The Conference began with a Welcome Address from the New South Wales Governor, Her Excellency the Honourable Margaret Beazley AC QC. 

Climate Change is currently THE global hot topic with climate change talks coming up in Glasgow. The conference dived straight into this big issue with the plenary session – International Arbitration’s Role in Climate Change – chaired by Judith Levine (Australia ADR Awards, Arbitrator of the Year 2020). The climate panel comprised The Honourable Bob Carr, Stuart Bruce, Ilona Millar and Nicola Swan.

Technology has increasingly been at the forefront of practitioner and client thinking (for all ADR processes) throughout the pandemic, this morning’s conference session tackled the issues around The Use of Technology in International Arbitration  Challenges and Due Process. Chaired by the Honourable Justice Frances Williams, the panel comprised Erig Ng, Owain Stone and James Hoskin

The construction sector remains a big user of Arbitration, and MC Jo Delaney turned the focus from climate to Arbitration of International Construction Disputes with Duncan Miller, Jonathan Humphrey, Beth Cubitt and Victoria Hawkins as the Panellists. 

What is The Case for Australia? This has been a central topic in Australia’s arbitration circle for many years. Australia continues to carve out its place and  global profile in the practice of world-class International Commercial Arbitration. Australia’s practitioners and institutions shine in this highly competitive market. This session,Chaired by Iain Anderson delved into where Australia is at with its ICA ambitions. Deborah Tomkinson, Brenda Horrigan and Victor Ageev spoke on the Panel.

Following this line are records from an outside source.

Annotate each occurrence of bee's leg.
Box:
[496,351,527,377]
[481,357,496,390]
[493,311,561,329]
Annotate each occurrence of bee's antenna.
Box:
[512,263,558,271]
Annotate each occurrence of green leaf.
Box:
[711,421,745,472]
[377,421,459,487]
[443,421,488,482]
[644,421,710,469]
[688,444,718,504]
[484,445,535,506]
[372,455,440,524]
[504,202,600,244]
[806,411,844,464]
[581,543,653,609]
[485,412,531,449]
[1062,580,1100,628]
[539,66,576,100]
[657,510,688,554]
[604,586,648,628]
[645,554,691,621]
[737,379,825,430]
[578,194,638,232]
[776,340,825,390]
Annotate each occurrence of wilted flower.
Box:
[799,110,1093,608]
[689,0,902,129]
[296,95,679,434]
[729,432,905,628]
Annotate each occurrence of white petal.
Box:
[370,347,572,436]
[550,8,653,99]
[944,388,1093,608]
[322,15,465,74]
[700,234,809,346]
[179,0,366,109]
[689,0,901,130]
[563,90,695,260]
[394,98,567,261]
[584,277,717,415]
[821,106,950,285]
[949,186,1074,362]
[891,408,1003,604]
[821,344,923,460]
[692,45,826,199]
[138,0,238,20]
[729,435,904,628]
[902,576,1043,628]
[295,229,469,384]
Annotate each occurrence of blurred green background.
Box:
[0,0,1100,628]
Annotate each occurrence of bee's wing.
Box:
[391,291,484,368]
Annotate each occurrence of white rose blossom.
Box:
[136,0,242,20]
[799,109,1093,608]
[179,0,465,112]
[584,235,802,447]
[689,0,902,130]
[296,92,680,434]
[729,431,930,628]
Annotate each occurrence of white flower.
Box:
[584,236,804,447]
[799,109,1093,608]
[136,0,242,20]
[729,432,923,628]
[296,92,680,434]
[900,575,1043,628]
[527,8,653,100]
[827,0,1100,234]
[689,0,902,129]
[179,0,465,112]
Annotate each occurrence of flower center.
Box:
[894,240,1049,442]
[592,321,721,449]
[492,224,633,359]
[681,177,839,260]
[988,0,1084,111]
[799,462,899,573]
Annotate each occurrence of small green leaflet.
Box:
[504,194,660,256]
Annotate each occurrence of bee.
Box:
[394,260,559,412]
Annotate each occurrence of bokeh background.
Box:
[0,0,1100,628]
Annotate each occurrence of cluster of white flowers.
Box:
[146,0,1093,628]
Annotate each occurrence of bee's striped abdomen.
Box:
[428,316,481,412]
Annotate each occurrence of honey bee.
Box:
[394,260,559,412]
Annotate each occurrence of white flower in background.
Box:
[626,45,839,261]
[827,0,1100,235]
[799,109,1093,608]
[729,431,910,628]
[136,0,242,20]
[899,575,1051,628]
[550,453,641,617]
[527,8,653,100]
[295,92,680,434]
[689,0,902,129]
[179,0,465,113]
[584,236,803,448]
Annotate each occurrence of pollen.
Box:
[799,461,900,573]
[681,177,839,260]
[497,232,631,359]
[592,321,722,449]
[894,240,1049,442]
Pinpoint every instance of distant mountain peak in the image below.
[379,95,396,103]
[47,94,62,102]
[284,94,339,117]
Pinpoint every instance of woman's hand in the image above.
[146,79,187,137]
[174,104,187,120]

It’s lunch time, but we will be back later in the afternoon. We encourage you to tune into the Keynote Address by  The Honourable James Spigelman AC QC.

Georgia Quick, President of ACICA introduced the Keynote Address delivered by The Honourable James Spigelman AC QC.  The Honourable Justice Peter Riordan then picked up baton to Chair the session on Developments in Energy, Resources and Major Projects Disputes with Joshua Paffey, Leah Ratcliff, Rob Palmer and Byeongik (Ben) Kim.

Chaired by the Honourable Justice John Eric Middleton the next panel of The Honourable Wayne Martin AC QC, Dr Vicky Priskich, Smitha Menon and Cameron Hassall spoke on Writing Enforceable Arbitral Awards and Enforcement of Awards .

The Conference then took off ‘Around the World in 60 Minutes’ chaired by Dr. Nayla Comair-Obeid and Tom French, Swee Yen Koh, Bernard Hanotiau and Edwina Kwan contributing to a lively discussion on international initiatives. The following session tapped into the ideas of the next gen with  Arbitration Incubation: Ideas from the Next Generation chaired by Kristian Maley, and Daniel Allman, Eden Jardine, James Morrison and Umika Sharma contributing their insights on what are doing and would like to do differently.

Thank you to all involved for delivering a wonderful start to Australian Arbitration Week 2021!